Annexe D : Mesures prises en vue d’abolir la Loi sur les Indiens et de reconnaître l’autodétermination des nations autochtones

Progrès accomplis en vue d’abolir la Loi sur les Indiens

Services aux Autochtones Canada rend compte des progrès accomplis en vue d’abolir la Loi sur les Indiens et de reconnaître l’autodétermination des nations autochtones au moyen de rapports tels que le Rapport législatif annuel conformément à l’article 2 de la Loi sur la modification et le remplacement de la Loi sur les Indiens, Lois du Canada, chapitre 38, 2014, et le Rapport annuel au Parlement.

Le Rapport législatif annuel conformément à l’article 2 de la Loi sur la modification et le remplacement de la Loi sur les Indiens fait état des efforts déployés par le gouvernement du Canada pour mettre en œuvre ses engagements en matière de réconciliation avec les peuples autochtones. Ces efforts comprennent l’élaboration et la mise en œuvre de politiques visant à reconnaître le droit inhérent à l’autonomie gouvernementale et à l’autodétermination des Premières Nations, des Inuits et des Métis. Le Canada reconnaît les droits des Autochtones ainsi que son engagement à affirmer la compétence des Premières Nations et à les soustraire à l’application de la Loi sur les Indiens.

Le Rapport annuel au Parlement a pour but de présenter les mesures prises par Services aux Autochtones Canada en vue d’atteindre des objectifs clés, dont l’un consiste à transférer la responsabilité des services ministériels aux Premières Nations, aux Inuits et aux Métis. L’atteinte de cet objectif clé est essentielle pour soutenir l’autodétermination des communautés et des partenaires des Premières Nations, des Inuits et des Métis.

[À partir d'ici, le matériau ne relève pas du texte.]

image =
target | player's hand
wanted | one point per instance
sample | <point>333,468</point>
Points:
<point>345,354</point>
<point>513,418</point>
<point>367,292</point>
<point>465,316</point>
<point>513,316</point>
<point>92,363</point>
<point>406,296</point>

Pour obtenir des renseignements à jour plus complets sur les travaux menés par Services aux Autochtones Canada, veuillez consulter les rapports susmentionnés sur la page Rapports annuels de Services aux Autochtones Canada.

Autodétermination

Des mesures fédérales qui appuient le droit des peuples autochtones à l’autodétermination sont nécessaires pour renforcer les communautés autochtones, notamment en remédiant aux problèmes liés aux services publics essentiels et en améliorant les possibilités économiques et l’accès aux terres et aux ressources. Dans le contexte canadien et dans la Déclaration des Nations Unies, l’autodétermination est définie comme la capacité pour les peuples autochtones à déterminer eux-mêmes leur statut politique et à assurer librement leur développement économique, social et culturel. Dans l’exercice de leur droit à l’autodétermination, les Premières Nations, les Inuit et les Métis ont le droit d’être autonomes et de s’administrer eux-mêmes pour tout ce qui touche à leurs affaires intérieures et locales, ainsi que de disposer des moyens de financer leurs activités autonomes. Les moyens de faire progresser l’autodétermination sont nombreux et comprennent notamment les traités (modernes et historiques), les ententes sur l’autonomie gouvernementale, les accords sectoriels (p. ex. en santé et en éducation), les arrangements constructifs, la gouvernance locale et régionale, et la participation aux processus décisionnels (p. ex. évaluations environnementales et négociations de traités internationaux).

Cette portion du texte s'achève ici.